Everything I make goes straight into an account that I use only for business expenses (repairs, move-in/move-outs, taxes, pay down debt, etc). Whatever funds that accrue are then available to purchase additional properties when opportunities arise, repairs and upgrades to existing properties or cover expenses during periods of vacancy. Bad renters happen and stuff breaks so it's nice to not have to sweat it when you need to buy a new A/C unit, repair a busted door or just let a property sit vacant for a month while you wait for the right tenant to come along.

Like I said in my original post, it ain't glamorous or "cool" but the steady cash flow is nice, the equity is even better and for the most part, it's pretty headache-free. My advice to anyone looking to get into rental property would be this:
  • Flashy properties in trendy neighborhoods are not for the small-time investor. Start small and be reasonable.
  • Have a plan and be prepared for those inevitable unplanned expenses or extended vacancies. If you can't afford to let a property sit vacant for a month or two without sweating bullets, then you are probably over-extended.
  • Be picky with tenants. Late/unpaid rent, damages or evictions are far more expensive than letting your property sit vacant for an extra month.
  • If you don't live within an hour or two of your property, save yourself the headache and get a manager.
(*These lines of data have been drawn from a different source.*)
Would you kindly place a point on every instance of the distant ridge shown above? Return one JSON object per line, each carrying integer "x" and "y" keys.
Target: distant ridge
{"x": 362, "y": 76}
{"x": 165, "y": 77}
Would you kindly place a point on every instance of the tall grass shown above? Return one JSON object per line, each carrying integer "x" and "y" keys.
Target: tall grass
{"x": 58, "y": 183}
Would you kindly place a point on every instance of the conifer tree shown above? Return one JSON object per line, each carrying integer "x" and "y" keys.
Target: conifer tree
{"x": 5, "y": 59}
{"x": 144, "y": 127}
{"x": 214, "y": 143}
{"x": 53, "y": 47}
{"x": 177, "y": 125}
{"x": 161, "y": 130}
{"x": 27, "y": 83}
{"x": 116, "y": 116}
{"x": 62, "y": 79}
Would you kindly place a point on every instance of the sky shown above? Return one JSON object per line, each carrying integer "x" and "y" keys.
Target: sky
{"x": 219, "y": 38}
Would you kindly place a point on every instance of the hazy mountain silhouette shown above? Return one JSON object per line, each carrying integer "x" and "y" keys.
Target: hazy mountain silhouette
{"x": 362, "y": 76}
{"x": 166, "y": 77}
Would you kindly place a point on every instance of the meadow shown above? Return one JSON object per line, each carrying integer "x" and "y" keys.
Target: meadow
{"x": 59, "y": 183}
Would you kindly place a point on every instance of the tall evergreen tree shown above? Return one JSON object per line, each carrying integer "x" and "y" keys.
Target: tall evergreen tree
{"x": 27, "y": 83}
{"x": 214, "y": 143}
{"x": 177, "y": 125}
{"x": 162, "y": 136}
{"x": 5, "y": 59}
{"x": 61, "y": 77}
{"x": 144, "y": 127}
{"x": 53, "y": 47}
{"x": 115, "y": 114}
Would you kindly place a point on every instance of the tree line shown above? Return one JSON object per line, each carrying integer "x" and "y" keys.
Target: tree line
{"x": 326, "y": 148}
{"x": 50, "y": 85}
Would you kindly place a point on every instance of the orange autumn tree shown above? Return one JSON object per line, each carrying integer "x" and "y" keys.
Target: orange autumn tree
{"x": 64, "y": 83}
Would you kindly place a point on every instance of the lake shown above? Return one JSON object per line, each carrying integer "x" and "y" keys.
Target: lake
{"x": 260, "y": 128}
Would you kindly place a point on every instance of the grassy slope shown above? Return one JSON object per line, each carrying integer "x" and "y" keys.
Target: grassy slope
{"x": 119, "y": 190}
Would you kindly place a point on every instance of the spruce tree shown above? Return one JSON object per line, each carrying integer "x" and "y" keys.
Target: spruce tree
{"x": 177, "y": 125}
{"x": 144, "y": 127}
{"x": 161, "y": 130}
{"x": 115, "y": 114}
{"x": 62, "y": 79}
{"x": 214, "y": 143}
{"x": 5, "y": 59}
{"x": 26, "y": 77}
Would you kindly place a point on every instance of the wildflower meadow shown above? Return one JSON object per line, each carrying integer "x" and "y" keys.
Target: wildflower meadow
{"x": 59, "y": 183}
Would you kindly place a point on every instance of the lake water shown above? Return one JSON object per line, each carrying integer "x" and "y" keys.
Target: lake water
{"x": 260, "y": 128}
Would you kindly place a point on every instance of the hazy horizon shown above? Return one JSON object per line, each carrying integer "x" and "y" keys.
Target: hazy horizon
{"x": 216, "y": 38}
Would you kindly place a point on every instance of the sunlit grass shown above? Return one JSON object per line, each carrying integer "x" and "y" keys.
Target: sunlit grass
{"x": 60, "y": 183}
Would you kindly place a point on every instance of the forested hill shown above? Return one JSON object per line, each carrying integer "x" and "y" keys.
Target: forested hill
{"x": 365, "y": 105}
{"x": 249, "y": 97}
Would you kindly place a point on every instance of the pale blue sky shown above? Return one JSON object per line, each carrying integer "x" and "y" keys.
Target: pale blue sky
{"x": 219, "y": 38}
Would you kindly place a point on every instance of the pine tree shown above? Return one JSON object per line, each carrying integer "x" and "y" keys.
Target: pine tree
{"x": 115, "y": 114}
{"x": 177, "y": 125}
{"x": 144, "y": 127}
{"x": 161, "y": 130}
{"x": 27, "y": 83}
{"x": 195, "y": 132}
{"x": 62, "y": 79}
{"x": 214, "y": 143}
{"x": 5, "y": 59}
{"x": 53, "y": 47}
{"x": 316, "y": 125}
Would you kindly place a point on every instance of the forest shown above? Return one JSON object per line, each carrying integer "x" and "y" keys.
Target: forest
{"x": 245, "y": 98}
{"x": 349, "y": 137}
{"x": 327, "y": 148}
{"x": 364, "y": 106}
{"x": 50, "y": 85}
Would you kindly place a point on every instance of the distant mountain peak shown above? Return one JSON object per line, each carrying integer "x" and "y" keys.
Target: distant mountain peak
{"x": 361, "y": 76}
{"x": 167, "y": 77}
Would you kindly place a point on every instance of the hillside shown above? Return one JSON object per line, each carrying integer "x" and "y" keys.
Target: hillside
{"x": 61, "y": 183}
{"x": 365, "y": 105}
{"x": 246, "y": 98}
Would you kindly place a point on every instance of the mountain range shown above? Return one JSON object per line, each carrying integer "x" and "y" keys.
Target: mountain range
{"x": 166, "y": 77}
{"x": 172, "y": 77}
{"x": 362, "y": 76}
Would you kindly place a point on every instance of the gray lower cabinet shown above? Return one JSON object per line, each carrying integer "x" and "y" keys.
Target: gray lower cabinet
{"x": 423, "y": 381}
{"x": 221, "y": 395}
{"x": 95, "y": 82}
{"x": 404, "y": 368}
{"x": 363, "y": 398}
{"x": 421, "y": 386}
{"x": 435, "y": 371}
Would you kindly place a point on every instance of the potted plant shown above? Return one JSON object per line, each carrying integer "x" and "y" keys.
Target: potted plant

It'll cost you a little bit but will save you a ton of headache and inconvenience. No one wants to have to cut a day at the lake short or try to find a handyman at the last minute just because your idiot tenant put a potato down the disposal (ask me how I know:rolleyes:).
  • Even if you do live nearby, a good manager/management company will take care of a lot of the tedious, back-end "office stuff" like listing your property in MLS, showings, screening tenants, running background checks as well as keeping track of expenses and income for you which comes in very handy at tax time.